Sicherheit nicht sexy
Zu guter Letzt moniert der gescheiterte Entwickler, dass das Thema Sicherheit in der Öffentlichkeit als nicht besonders interessant wahrgenommen wird. "Sicherheitstechnik besteht darin, das eigene Produkt intensiv zu dokumentieren, um die Ausfallbedingungen und die Schwere der Fehler zu kennen. Dann muss man die Häufigkeit dieser Bedingungen messen, um einschätzen zu können, mit welcher Wahrscheinlichkeit das Produkt Menschen verletzen könnte gegenüber der Zahl der Verletzten, die als akzeptabel eingestuft wird" , schreibt Seltz-Axmacher. Dieser Prozess sei so schwierig, dass das Starsky mehrere Jahre damit verbracht habe.

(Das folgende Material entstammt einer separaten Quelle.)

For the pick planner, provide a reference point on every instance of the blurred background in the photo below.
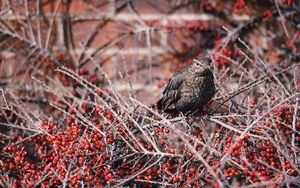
(145, 41)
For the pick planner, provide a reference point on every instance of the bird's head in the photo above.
(201, 65)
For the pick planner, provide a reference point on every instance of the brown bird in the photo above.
(189, 89)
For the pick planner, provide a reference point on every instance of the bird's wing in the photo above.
(171, 92)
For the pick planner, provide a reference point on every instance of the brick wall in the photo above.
(136, 38)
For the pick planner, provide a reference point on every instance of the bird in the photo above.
(189, 89)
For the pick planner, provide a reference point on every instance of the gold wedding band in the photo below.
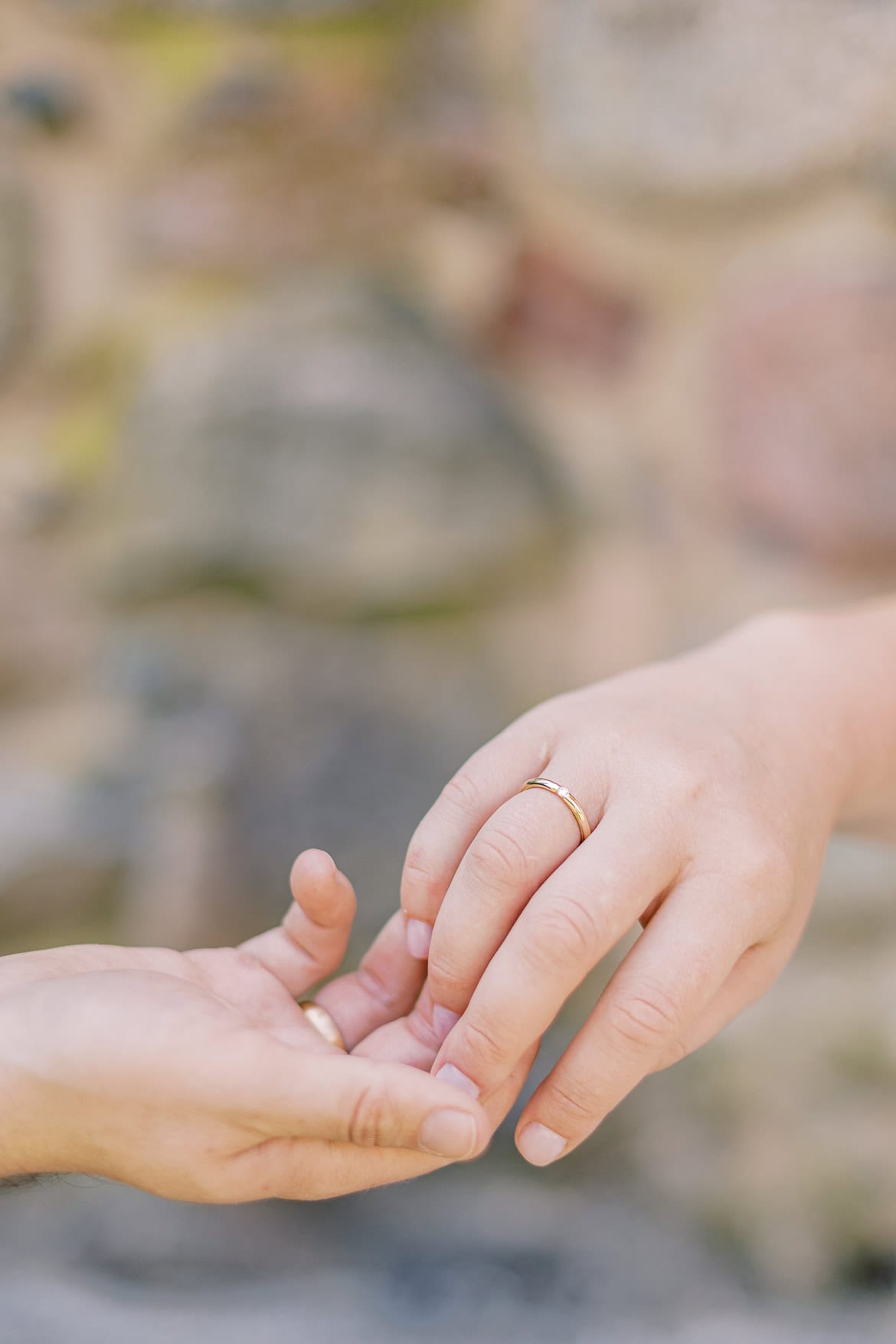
(322, 1025)
(564, 796)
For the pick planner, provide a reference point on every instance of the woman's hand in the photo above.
(198, 1077)
(712, 784)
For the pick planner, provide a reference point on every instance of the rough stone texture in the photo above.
(476, 1256)
(700, 97)
(229, 8)
(18, 260)
(359, 463)
(215, 156)
(785, 1123)
(60, 845)
(808, 410)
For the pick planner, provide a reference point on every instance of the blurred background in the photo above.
(370, 371)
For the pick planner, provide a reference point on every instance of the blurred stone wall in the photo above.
(370, 371)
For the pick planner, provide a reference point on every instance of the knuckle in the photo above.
(672, 1055)
(573, 1105)
(644, 1018)
(463, 793)
(374, 1120)
(482, 1042)
(449, 986)
(378, 989)
(564, 934)
(418, 879)
(497, 861)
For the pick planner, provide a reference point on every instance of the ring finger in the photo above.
(515, 852)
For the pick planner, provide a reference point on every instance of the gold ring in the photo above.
(322, 1025)
(564, 796)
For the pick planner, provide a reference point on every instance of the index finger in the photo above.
(492, 776)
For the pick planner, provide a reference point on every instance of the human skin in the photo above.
(196, 1075)
(714, 783)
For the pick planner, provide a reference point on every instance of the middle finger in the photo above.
(515, 852)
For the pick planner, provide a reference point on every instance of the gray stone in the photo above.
(694, 97)
(62, 843)
(469, 1254)
(332, 450)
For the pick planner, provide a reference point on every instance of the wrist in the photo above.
(23, 1130)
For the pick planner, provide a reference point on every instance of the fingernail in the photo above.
(449, 1074)
(541, 1146)
(420, 936)
(449, 1133)
(442, 1022)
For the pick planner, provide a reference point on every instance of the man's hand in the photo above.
(198, 1077)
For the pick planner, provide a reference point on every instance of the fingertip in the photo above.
(312, 866)
(420, 937)
(541, 1146)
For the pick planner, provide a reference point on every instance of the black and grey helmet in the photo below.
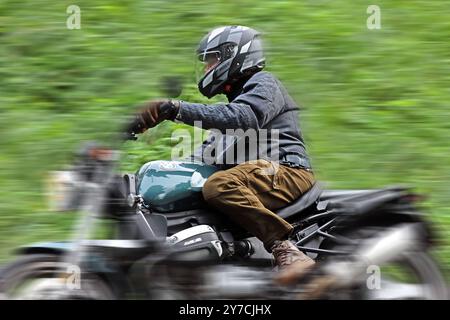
(238, 51)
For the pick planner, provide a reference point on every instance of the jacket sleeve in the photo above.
(259, 103)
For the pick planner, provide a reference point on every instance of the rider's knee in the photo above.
(219, 183)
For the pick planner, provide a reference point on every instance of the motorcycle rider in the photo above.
(250, 186)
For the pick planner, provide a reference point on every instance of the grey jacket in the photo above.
(261, 121)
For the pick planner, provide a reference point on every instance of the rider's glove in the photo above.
(153, 113)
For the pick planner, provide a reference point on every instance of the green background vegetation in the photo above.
(375, 102)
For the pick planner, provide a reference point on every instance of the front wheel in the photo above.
(414, 276)
(44, 276)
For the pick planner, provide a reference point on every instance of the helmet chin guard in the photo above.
(239, 52)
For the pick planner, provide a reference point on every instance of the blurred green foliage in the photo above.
(375, 102)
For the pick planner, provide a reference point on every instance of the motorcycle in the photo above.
(168, 244)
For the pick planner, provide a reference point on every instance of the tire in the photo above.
(419, 265)
(45, 271)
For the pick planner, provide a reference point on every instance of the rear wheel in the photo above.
(44, 276)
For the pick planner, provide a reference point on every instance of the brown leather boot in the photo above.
(291, 262)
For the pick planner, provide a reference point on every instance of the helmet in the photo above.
(238, 53)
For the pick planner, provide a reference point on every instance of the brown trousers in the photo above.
(249, 191)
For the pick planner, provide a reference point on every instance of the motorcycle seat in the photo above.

Der Erfolg dieser "unsichtbaren" Arbeit sei Investoren schwer zu vermitteln. Attraktiver seien hingegen Entscheidungsverfahren (decision maker) wie das automatische Überholen oder das Fahren auf innerörtlichen Straßen. Dabei spiele es keine Rolle, dass es noch sehr viel Arbeit bedeuten könne, diese Funktionen tatsächlich zuverlässig zu machen.
Die Nische war nicht klein genug
Das Scheitern von Starsky bedeutet jedoch nicht, dass kleine Firmen beim autonomen Fahren nicht gegen die großen Konzerne ankommen können. So hat das Berliner Startup Enway mit selbstfahrenden Kehrmaschinen eine Nische entdeckt, die für einen Konzern wie Google, Daimler oder Volkswagen nicht interessant sein dürfte. Der Starsky-Konkurrent Otto, 2016 vom früheren Google-Entwickler Anthony Levandowski gegründet , wurde hingegen von Uber aufgekauft. Hier spielte es wohl eher eine Rolle, Know-how von Googles Autoprojekt über eine Art Scheinfirma zu Uber zu transferieren .
Mit ihrem erworbenen Wissen dürften auch die Starsky-Mitarbeiter auf dem Arbeitsmarkt sicher gefragt sein. Vielleicht können sie damit doch noch dazu beitragen, dass in den nächsten zehn Jahren tatsächlich selbstfahrende Lkw auf der Straßen unterwegs sind.